Programming JavaScript Applications - Book Review


In Programming JavaScript Applications Eric Elliott goes through the most important aspects of JavaScript development. Written in 2014, the book is still relevant, but it already has some outdated content such as the state of the JavaScript front end frameworks - Backbone and Angular 1 are the big players mentioned here. Based on this, the book should be considered an overview of ES5 JavaScript which looks into some of the usual aspects of building apps.

Chapters of interest: Out of the 10 chapters, the following are indeed useful: Functions(2), Objects(3), Modules(4), Building RESTful APIs(8), JavaScript Style Guide(Apendix).

The full book’s name, Programming JavaScript Applications: Robust Web Architecture with Node, HTML5, and Modern JS Libraries, pretty much describes what Elliott tried to accomplish with his work. The book offers a general overview of the language features, and then proceeds in analyzing some of the usual problems and solutions found in a large JavaScript application. In order to make the most of it, the reader should have a good understanding of the JavaScript language, and also some experience with both front end frameworks and with back end programming concepts.

The book is quite well structured, with a focus on the language features and particularities in the first chapters, and with quick analysis of higher level concepts in the second part. It has its share of good, self explanatory examples, but there are also code snippets way too long and tedious for their context.

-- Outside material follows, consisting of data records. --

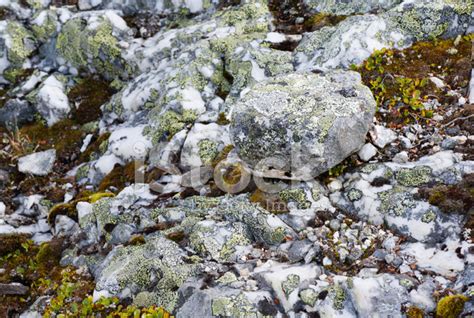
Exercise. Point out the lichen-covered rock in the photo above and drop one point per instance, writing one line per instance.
(16, 46)
(150, 273)
(94, 42)
(304, 123)
(338, 7)
(357, 37)
(387, 193)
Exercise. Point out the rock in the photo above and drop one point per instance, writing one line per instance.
(65, 226)
(353, 40)
(16, 113)
(39, 163)
(386, 193)
(367, 152)
(339, 7)
(158, 267)
(301, 125)
(52, 102)
(382, 136)
(401, 157)
(203, 144)
(13, 289)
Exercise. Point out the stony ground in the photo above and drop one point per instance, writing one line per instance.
(217, 158)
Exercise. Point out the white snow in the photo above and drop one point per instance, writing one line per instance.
(192, 100)
(129, 143)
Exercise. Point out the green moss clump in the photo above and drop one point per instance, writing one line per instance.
(399, 79)
(451, 306)
(320, 20)
(69, 209)
(12, 242)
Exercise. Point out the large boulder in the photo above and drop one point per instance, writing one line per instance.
(357, 37)
(301, 125)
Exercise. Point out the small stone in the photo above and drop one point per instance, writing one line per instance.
(367, 152)
(382, 136)
(39, 163)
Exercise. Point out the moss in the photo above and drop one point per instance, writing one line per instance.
(415, 312)
(413, 177)
(451, 306)
(320, 20)
(9, 243)
(89, 95)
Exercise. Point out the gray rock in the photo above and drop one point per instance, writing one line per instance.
(395, 204)
(367, 152)
(301, 125)
(38, 163)
(15, 113)
(151, 272)
(13, 289)
(357, 37)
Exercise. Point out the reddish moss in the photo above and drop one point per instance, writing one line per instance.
(399, 78)
(12, 242)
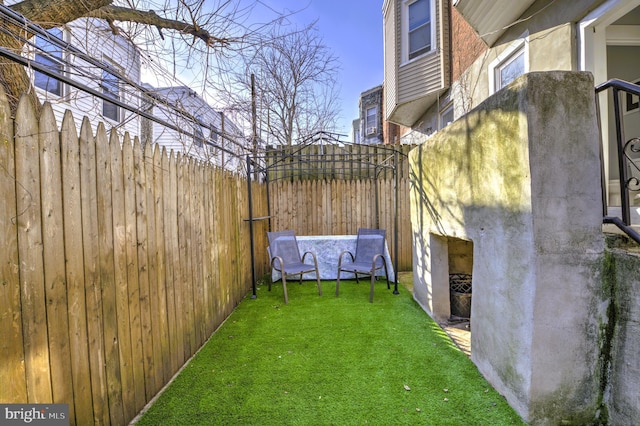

While the first part of the book really did a good job in running through the language itself, the discussions about higher level concepts were sometimes too abstract. This is probably caused by Elliott’s decision to treat Logging or Feature Toggles as subjects worthy of their own chapters, but not include more complex topics such as Databases or Testing.

Programming JavaScript Applications starts with its best chapter - Functions. One of the reasons for the chapter’s great value may be that it was probably included in an early access release. Whatever the reasons, functions are essential in JavaScript, and Elliott takes the necessary time to cover them in depth.

The Objects (chapter 3), is also well written. On one hand, the author looks into concepts such as prototype-based programming, and enforces the obsolete nature of classical inheritance. It was nice to see that design patterns such as Flyweight and Factory are mentioned in the object creation context. On the other hand, Elliott also mentions more subtle aspects such as boxing and unboxing in JavaScript. However, this chapter misses an in depth look into object prototypes.

The following two chapters, Modules and Separation of Concerns wrap up the part of the book that focuses on core JavaScript concepts. The Modules chapter quickly runs through the popular AMD and CommonJS systems, but also mentions the ES2015 modules. A npm, Grunt and Browserify based setup is used as an example to showcase the module oriented structure of a JS app. While the information is enough to understand this entire process, the Modules chapter is far from fully covering JS modules.

The decoupling discussion is continued in Separation of Concerns(5). Elliott starts by running through some popular MV* patterns, and continues with a minimal server side setup based on Node and Express. Among others, the event driven programming concepts may be of interest.

The second part of the book starts with an insight into Access Control and Logging. Even though these are interesting topics, some of the information may be a bit too high level, or out of the scope of this book. The author looks into server security, malicious attack types and solutions to better analyze your logs. While this is valuable information, one may think that these topics were over analyzed while others, such as testing, were left untouched.

Chapter 8 covers Building RESTful APIs. While this has little to do with JS programming in particular, it is a good fit here due to the book’s target to cover robust web architectures. The chapter is full of useful information varying from suggestions to optimize for speed to a HATEOAS overview or alternatives to the JSON-based media type communication. As Elliott sates, this chapter could have been a whole book on its own, but it manages to present some important concepts everybody should be aware of.

The last to chapters, Feature Toggle and Internationalization are light discussions about other common issues in modern web apps. The wide range of topics covered by this book is proven once again while the author explains best practices of releasing new features to production.

To sum up, Programming JavaScript Applications is a nice read if you are an intermediate self-learner that could use a quick overview of the JavaScript world. However, you should keep in mind that the book covers ES2015 concepts superficially, and some of the technologies discussed are a bit dated in 2016.